Professeur d’histoire contemporaine, Hugo García Fernández est enseignant-chercheur à l’Université Autonome de Madrid (UAM). Ses recherches en font un spécialiste reconnu d’histoire transnationale, sociale, culturelle, politique et des conflits. Ses recherches actuelles sont dédiées à l’histoire de la pensée et la pratique utopique au vingtième siècle, d’un côté, et de la mémoire de l’antifascisme, de l’autre.
Invité par le département d’histoire de l’École Normale supérieure à partir du 4 mars 2025 et pour une période de 1 mois, Hugo García fera plusieurs interventions autour de ces thématiques.
Trois questions à Hugo García Fernández
Par Pierre Salmon, maître de conférences en histoire contemporaine à l'ENS
Vos travaux sur l’histoire transnationale des mobilisations militantes ont fait date. Pourriez-vous nous dire en quoi ce changement de perspective – du tournant global en passant par l’histoire connectée – a permis de renouveler l’histoire politique du long 20e siècle ?
Hugo García Fernández : Mes travaux sur l’histoire transnationale se limitent à développer une approche qui a été adoptée par, entre autres, Gerd-Rainer Horn dans European Socialists Respond to Fascism (1996) et Enzo Traverso dans « Les intellectuels et l’antifascisme. Pour une historisation critique » (1998). Ce tournant a rendu visibles des aspects traditionnellement négligés et fascinants en eux-mêmes, tels que les réseaux et les circulations de personnes, d’objets, d’informations, d’idées, des techniques et de symboles, contribuant à sortir l’historiographie de sa zone de confort nationale et à faire dialoguer des traditions presque déconnectées (je pense à la riche historiographie italienne et française sur l’antifascisme qui a commencé à être diffusée en anglais au cours de la dernière décennie).
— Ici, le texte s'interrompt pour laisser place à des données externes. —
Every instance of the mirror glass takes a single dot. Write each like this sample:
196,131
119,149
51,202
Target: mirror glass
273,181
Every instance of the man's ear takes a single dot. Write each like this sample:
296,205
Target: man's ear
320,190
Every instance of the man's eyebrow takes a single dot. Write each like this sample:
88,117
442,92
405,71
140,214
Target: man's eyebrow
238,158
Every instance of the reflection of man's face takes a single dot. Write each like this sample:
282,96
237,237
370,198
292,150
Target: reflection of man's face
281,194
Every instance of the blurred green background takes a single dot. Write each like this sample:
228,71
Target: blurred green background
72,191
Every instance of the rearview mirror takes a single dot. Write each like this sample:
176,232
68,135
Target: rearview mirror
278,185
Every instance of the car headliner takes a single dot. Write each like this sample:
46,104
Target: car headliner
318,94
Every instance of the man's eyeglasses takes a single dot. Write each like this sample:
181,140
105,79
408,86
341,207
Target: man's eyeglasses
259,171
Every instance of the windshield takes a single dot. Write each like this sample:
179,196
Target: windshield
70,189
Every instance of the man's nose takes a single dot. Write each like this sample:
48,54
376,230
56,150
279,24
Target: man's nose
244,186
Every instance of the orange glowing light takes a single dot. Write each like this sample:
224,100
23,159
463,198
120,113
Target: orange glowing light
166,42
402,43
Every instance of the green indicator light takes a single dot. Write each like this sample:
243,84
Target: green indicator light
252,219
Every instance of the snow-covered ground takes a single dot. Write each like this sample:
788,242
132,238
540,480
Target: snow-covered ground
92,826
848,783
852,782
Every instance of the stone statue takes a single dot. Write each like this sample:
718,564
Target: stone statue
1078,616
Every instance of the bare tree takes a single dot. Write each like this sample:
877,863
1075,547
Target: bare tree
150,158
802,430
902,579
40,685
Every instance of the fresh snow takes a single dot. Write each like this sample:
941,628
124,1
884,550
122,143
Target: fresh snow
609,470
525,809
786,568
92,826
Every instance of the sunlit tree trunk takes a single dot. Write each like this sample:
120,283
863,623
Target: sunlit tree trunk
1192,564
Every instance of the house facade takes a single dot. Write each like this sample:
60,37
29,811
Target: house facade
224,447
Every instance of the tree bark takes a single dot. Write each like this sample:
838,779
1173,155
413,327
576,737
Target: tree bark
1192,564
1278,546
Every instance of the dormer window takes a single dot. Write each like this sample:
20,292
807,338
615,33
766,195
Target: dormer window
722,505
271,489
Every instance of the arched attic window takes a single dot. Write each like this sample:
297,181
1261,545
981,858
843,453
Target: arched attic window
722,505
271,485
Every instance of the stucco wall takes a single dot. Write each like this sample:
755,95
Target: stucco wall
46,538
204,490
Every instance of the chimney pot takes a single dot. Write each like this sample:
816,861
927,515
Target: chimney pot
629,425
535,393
Je suis conscient du risque de nous laisser éblouir par les connexions et les similitudes trouvées grâce aux moteurs de recherche, en ignorant les contextes locaux et les barrières que les frontières et les langues ont toujours représentées : contrairement à l’avis des globalistes qui ont fortement inspiré ce courant historiographique [l’histoire transnationale], la Terre n’a pas été « aplatie » par les progrès technologiques [en référence au titre de La terre est plate : une histoire du XXIe siècle (2006), de Thomas L. Friedman, qui défend une approche utopique de la globalisation]. Une vision multidimensionnelle de l’espace et du temps est peut-être le principal avantage comparatif dont nous les historiens disposons à l’ère de l’intelligence artificielle (je fais ici référence à ce que Pierre-Yves Saunier avançait déjà dans son essai Transnational History [2013]). Par ailleurs, la lutte contre le nationalisme méthodologique me semble encore nécessaire et stimulante, et je reste attaché à une vision transnationale autocritique et consciente des autres échelles de l’histoire (mon groupe de recherche à l’UAM s’appelle justement ESCALAS).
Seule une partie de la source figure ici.